Video producers can secure OTT content against piracy with client-side watermarking

Watermarking solutions are extensively being used today to secure video content from illegal distribution. These approaches can be implemented either on the client side, server side, or a combination of the two (“hybrid”).

In the client-side watermarking approach, the content server sends a unique content copy to all users through broadcasting channels without the need to generate unique watermarking copies. The use of a broadcasting system eliminates bottlenecks associated with computational burden and bandwidth requirements which are generally faced on the server side and network node. Client-side solutions are securely integrated with media players or embedded in lightweight and versatile hardware. Further, the watermark extraction process can be performed within a minute (compared to up to 15 minutes in server-side applications) making them highly suitable for preventing live sports streaming piracy.

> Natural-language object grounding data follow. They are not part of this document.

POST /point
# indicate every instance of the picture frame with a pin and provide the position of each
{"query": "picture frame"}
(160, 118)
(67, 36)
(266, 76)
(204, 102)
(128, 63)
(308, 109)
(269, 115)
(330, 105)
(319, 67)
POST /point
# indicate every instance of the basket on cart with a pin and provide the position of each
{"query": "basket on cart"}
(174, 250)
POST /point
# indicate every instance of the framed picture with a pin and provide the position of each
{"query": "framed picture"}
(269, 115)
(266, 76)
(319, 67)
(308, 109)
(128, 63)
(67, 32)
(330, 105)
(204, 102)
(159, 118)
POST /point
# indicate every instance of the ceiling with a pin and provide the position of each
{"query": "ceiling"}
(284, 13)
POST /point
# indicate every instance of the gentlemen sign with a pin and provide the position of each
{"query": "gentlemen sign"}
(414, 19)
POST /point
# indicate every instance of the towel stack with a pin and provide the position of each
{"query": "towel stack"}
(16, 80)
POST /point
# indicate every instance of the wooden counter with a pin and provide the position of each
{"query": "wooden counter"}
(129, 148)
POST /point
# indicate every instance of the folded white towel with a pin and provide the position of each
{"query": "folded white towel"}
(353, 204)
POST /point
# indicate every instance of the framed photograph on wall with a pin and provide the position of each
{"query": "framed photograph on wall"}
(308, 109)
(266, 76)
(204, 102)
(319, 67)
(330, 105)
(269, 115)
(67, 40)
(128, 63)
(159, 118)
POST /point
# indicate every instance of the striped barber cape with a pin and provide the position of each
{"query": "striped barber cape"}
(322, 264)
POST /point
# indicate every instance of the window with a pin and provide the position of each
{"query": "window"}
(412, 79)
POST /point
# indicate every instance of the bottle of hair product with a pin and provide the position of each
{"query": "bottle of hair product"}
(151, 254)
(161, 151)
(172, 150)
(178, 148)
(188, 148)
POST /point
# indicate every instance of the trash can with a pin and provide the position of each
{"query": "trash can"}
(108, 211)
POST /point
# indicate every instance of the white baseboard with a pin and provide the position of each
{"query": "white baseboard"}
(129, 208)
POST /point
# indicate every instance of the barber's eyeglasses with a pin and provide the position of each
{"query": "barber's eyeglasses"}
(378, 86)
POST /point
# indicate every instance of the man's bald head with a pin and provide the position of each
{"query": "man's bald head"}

However, since client devices cannot be trusted completely, there is a need to devise solutions that prevent malicious users from accessing the original content or inserting the watermark. Secure video watermarking embedding is a novel approach that has been developed to address this concern. Here, while the server transmits the same encrypted version of the original asset to all the clients, a client-specific secret is used to decrypt the content as well as embed a personalized watermark, thereby creating a uniquely watermarked version of the content.

In addition, client-side watermarking also exposes the watermarking logic which can be tampered with to bypass watermarking. This can be achieved by reverse-engineering the exposed JavaScript code or by modifying the DOM (document object model). DOM modification can be done by changing, introducing, or removing visual elements in the application.

Therefore, additional tamper-proofing solutions must be employed to secure DRM protected content. To tackle JavaScript reverse engineering, the agent’s code must be protected by using JavaScript obfuscation along with anti-debugging and anti-tampering techniques. They break the web layer in the event of an attack and thereby prevent code analysis. DOM tampering, on the other hand, can be addressed by real time monitoring of the DOM to detect and block any kind of watermark tampering attempt. In addition, web page monitoring solutions can be employed to detect modifications in the DOM (changes to HTML elements or CSS properties) irrespective of the delivery mechanism.